The one weak spot is that he needs more social interaction during the day. He needs “school” friends.
I think that a typical afterschool program might be a great option for Jax and I contacted a really big one. I said, “Hey Heyyyyyy! I have this great kiddo and we’d love to join your program. A few developmental delays over here, he’s younger than his chronological age suggests, but don’t you worry, my son comes with an aide. Yay us!”
I hit send and waited for it.
“Thanks so much. And no.”
Ok, I’m paraphrasing. Obviously. But the answer was no. No aides, no we can’t put him with the kids two years younger, just no. And the perfunctory last line, “please let me know if you are still interested.” If you are still interested considering I just made it impossible for your child to join.
I mean, sigh. Listen, I’ve got this. I don’t need to call on my fellow members of the Special Needs Mom Army. I know what to do, I know it will get resolved, I know someone at a higher pay grade will ultimately reply to the rote email I just sent about autism and intellectual impairment and disability accommodations with an “Oh, eeek, sorry, clearly we misunderstood.”
How do I know? Because I have done this one hundred million times for Jax.
Let’s sigh again, shall we? SIGH.
A few years ago, I would have been all hold my beer, y’all, but look, I’m tired. I’ve been at this for many years now and the fight has turned to “yep, knew that was coming.” I’m just going to write this little blog and do what I need to do for my kid.

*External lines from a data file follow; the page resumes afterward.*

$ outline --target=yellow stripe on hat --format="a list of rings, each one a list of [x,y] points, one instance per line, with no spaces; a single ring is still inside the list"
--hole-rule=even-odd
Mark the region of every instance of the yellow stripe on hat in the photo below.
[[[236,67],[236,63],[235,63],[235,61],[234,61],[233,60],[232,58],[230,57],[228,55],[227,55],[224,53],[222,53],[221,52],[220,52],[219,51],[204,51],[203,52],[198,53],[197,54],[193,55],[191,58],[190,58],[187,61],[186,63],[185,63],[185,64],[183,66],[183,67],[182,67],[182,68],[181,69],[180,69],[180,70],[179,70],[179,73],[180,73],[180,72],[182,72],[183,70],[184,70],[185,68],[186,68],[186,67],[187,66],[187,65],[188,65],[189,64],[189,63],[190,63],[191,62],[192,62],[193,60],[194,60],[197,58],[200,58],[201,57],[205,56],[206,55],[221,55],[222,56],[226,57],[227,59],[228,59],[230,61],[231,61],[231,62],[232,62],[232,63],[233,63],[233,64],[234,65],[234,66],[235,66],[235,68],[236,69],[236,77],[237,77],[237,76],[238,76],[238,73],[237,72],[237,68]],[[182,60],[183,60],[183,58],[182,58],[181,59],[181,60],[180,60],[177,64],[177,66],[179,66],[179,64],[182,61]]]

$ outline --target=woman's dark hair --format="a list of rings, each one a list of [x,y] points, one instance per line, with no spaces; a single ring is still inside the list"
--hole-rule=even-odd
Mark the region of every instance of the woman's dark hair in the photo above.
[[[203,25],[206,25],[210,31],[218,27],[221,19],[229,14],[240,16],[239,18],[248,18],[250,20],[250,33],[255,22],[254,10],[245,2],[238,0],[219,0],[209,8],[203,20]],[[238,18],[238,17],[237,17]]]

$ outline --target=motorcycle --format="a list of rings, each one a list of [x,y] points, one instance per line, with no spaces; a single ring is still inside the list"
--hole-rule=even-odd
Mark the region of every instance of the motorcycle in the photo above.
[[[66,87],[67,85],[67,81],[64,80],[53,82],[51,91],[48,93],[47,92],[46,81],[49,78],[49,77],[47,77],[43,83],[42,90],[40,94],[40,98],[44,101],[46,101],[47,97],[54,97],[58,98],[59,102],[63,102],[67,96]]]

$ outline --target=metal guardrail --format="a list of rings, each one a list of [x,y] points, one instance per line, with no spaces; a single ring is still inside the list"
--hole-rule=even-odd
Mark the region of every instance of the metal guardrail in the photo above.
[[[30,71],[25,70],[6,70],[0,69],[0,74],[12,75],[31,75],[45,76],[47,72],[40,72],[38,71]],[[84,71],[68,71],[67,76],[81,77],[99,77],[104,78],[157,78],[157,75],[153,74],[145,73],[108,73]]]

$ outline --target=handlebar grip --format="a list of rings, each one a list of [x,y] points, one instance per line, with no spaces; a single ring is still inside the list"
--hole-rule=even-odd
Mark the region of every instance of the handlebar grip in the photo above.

But you know what would be nice? It would be nice – so, so freaking nice – if just one person on just one occasion said, “You know, that’s not our normal procedure, but tell me more about your son so we can try to include him.”
Can you even imagine? The Special Needs Mom Army is laughing because that’s fantasy world right there, people. I’ll get an email like that the same day I get my acceptance letter into Hogwarts.
My son is met with no. All the kids with disabilities who are more than just a little bit “quirky” are met with no. The knee-jerk reaction by any sort of anything that is not specifically geared for special needs kids is always no – before I even have a chance to explain the village of resources I bring to make it safe and successful and, frankly, a learning opportunity for everyone in room.
Here’s my request, people of the internet. If you’re in the position of replying to emails like mine, can you pause before you send? Can you put aside the “this is how we do it so no, no, no” for a minute and remember that there is a kid on the other end? In my case, a kid who just wants to make the same stupid popsicle birdhouses the other kids are making.
I’ll handle this. But my God, it would be nice to not have to.